Full 'Disapproval' nullifies cross-ownership plan

The full Senate lodged formal disapproval of the Federal Communications Commission’s approval to loosen the newspaper-broadcaster cross-ownership ban.

Passing by voice vote on Thursday night, a special “Resolution of Disapproval” would essentially nullify the FCC’s decision last December to allow a media company to own both a newspaper and a broadcast station in the same market subject to conditions.

The House has yet to pass a companion resolution but is expected to do so. But the Bush administration is more than likely to veto it, rendering it useless.

Still, the resolution adds a powerful voice to a growing chorus of critics of the FCC decision, which passed 3-2 along party lines. Also, it is supported by the two candidates still vying for the Democratic presidential nomination, Sens. Barack Obama (Ill.) and Hillary Rodham Clinton (N.Y.).

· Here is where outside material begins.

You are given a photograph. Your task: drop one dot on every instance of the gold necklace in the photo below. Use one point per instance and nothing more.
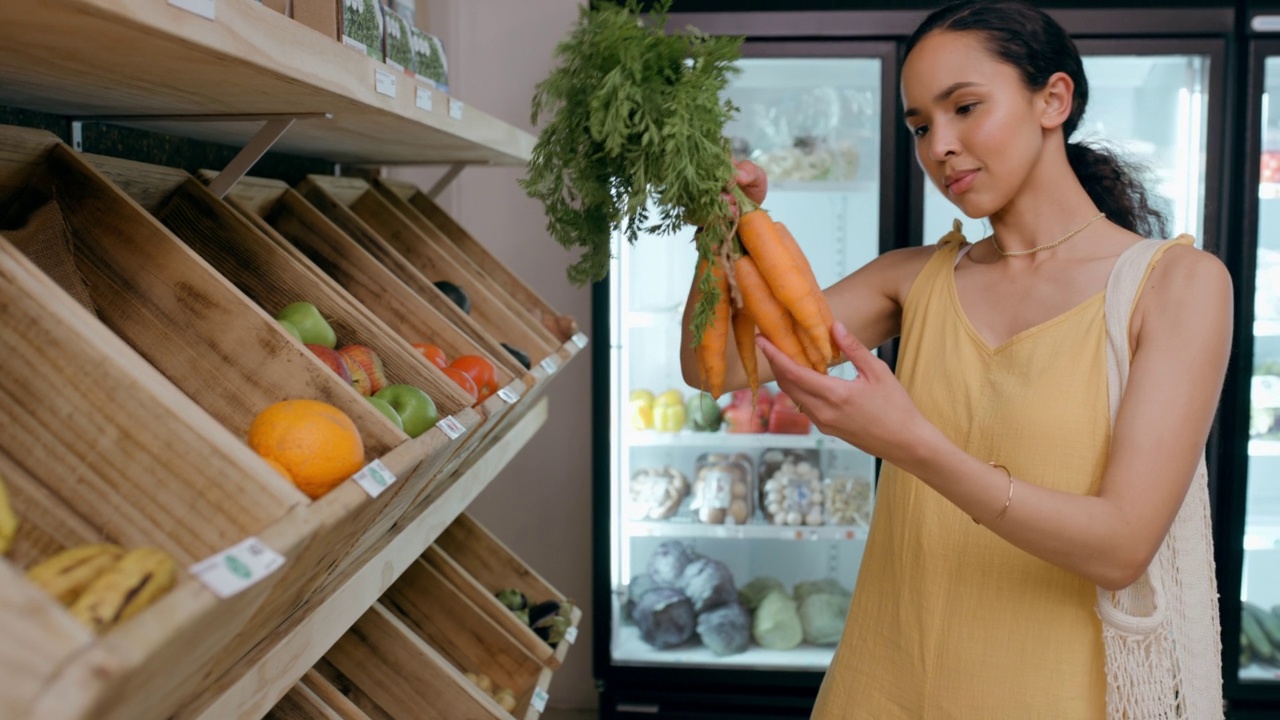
(1055, 244)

Led by chairman Kevin J. Martin, the commission voted to allow cross-ownership in the top 20 markets in the country. The broadcast station could not be among the top four, and at least eight other outlets would still have to exist following a cross-ownership transaction.

Martin described the measure as a “relatively minor” loosening of the ban. But several consumer and watchdog groups have criticized it as too much, while media companies have complained that it is too little.

Tribune Co., which owns the Los Angeles Times and KTLA, among other entities, has sued the FCC over the measure, arguing that the commission should have eliminated the 35-year-old ban altogether, given the plethora of media outlets that have come into existence since it was first imposed.